Выбрать главу

Я свободно вздохнул: слова отца моего, будто прохладный ветер, освежили мое измученное сердце. Если была еще какая-нибудь надежда, я мог терпеть и ждать.

— Человек, о котором я говорил тебе, — продолжал Энох, и глаза его засверкали диким энтузиазмом, — знаешь ли ты, кто он такой? Это — Мезу, дитя, спасенное чудесным образом от избиения младенцев-мальчиков нашего народа и усыновленное дочерью фараона. В пустыне, где он скрывался, сам Иегова удостоил явиться ему и повелел выполнить гигантское дело: он должен освободить народ Израилев, вывести его из Египта, дать ему законы и царствовать над ним. Итак, сын мой, если ты захочешь последовать за мною, то можешь похитить любимую женщину и жить с нею вдали от этой земли рабства, в благословенной стране, которая плодородием своей почвы и изобилием земных плодов походит на Эдемский сад, где обитали наши прародители. Предводимый самим Предвечным, народ Иеговы достигнет этой обетованной земли и получит ее во владение. Там также воздвигнется храм, и понадобятся жрецы и маги; там твоя мудрость и познания доставят тебе славную будущность.

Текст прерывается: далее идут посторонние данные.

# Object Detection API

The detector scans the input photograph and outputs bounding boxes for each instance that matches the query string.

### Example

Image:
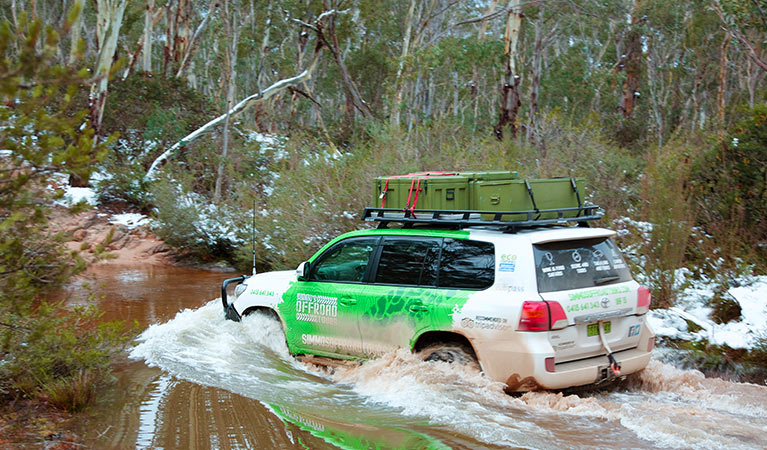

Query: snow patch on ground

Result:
[647,275,767,349]
[58,186,98,206]
[109,213,150,229]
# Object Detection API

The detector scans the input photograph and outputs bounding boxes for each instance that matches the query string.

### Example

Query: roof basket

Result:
[362,205,603,233]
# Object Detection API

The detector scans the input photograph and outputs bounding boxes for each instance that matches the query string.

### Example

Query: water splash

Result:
[131,300,767,448]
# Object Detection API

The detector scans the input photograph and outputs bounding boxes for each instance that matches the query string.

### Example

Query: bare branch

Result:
[146,43,322,180]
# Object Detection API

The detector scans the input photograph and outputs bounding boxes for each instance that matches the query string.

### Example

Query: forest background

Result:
[0,0,767,409]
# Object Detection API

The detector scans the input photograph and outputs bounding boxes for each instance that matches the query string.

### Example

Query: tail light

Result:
[637,286,652,314]
[647,336,655,353]
[517,300,567,331]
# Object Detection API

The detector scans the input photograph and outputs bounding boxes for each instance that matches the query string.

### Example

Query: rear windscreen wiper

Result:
[594,275,621,286]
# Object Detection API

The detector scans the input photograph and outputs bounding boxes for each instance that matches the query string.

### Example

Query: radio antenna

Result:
[252,198,256,275]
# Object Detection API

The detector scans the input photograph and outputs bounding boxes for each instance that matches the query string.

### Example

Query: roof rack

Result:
[362,205,603,233]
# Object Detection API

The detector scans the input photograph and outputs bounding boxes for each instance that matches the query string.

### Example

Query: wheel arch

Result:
[242,305,285,329]
[412,331,479,361]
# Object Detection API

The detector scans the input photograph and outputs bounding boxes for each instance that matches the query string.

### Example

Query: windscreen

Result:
[533,238,631,292]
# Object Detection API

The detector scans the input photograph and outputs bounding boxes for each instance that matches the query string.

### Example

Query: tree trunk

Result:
[527,5,558,149]
[90,0,127,135]
[69,0,85,64]
[716,33,730,133]
[214,1,241,204]
[389,0,415,127]
[493,0,522,140]
[176,0,220,78]
[618,0,644,119]
[146,43,322,179]
[141,0,154,72]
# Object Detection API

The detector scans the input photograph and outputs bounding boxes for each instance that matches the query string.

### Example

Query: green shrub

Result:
[0,303,136,411]
[642,141,696,308]
[708,290,741,323]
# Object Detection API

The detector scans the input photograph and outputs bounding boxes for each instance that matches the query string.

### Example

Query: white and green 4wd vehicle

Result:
[222,208,655,392]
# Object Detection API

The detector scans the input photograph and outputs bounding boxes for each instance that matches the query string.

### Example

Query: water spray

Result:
[251,199,256,276]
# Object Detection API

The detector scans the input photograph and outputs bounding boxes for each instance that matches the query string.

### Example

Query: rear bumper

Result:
[538,348,652,389]
[480,326,655,392]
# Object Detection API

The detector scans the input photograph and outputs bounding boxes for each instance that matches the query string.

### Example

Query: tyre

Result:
[418,342,479,370]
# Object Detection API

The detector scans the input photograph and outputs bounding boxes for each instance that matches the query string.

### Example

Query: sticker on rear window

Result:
[498,263,517,272]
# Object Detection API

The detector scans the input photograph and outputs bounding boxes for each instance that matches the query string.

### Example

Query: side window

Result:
[439,239,495,289]
[375,237,441,286]
[309,237,379,282]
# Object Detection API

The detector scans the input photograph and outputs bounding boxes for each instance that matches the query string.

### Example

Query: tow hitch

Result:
[221,275,248,322]
[599,320,621,379]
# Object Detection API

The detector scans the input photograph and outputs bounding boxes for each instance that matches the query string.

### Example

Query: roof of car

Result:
[339,226,615,244]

Я слушал как очарованный. Похитить Смарагду, жить с ней вдали от ее гордой родни, поставить ее в полную зависимость от моей воли, — чего же больше мог я желать?

— Ступай в приемную залу, уже время, — сказал Энох, — но смотри не подавай вида, что я говорил с тобой. Будь в высшей степени почтителен к Мезу и следуй всем его советам, потому что сама премудрость Всевышнего говорит его устами.

Он вышел, а я спустился в ярко освещенную залу и, остановившись у стола, с нетерпением устремил глаза на дверь, в которую должен был войти великий муж.

Через несколько минут послышались шаги, и, сопровождаемый Энохом, вошел человек высокого роста, один вид которого внушал уважение, смешанное со страхом. Его выразительное лицо было обрамлено массой черных вьющихся волос, строгое очертание рта показывало железную волю, а под густыми бровями горели темные глаза, взгляд которых нелегко было выдержать. Вслед за Энохом показались седые головы десятка стариков, старейшин колен Израилевых.

Я низко поклонился Мезу, который на секунду остановился и зорко посмотрел на меня. Этот взгляд пронизывал, как острый клинок меча. Я невольно опустил глаза.

— Энох говорил мне о тебе, Пинехас, — произнес Мезу густым металлическим голосом, — и я рассчитываю на тебя.

Слегка кивнув головой, он прошел дальше и сел в кресло, которое было выше всей остальной мебели. На минуту, казалось, он погрузился в размышление, потом, заметив, что все мы стоим, сказал:

— Садитесь, братья. Энох и Пинехас, вы займете места возле меня.

Старики уселись на скамьях, а Энох начал разрезать жаркое, заметив:

— Наш вождь не пожелал присутствия слуг при трапезе.

Затем он наполнил вином золотую чашу и подал ее Мезу, приглашая всех остальных самим угощать себя. Мезу высоко поднял чашу.

— Выпьем за успех нашего предприятия для общего спасения, — сказал он.

Затем, наклонившись ко мне, он тихо прибавил:

— Я считаю тебя в наших рядах, сын мой, Не связывая ничем твою волю, так как знаю, что личный интерес скрепил твой союз с нами сильнее всяких клятв. Для страсти не существует ни родных, ни закона, ни религии, ни касты, для нее цель освящает средства. Не так ли? Ведь ты хочешь того, к чему стремится душа твоя?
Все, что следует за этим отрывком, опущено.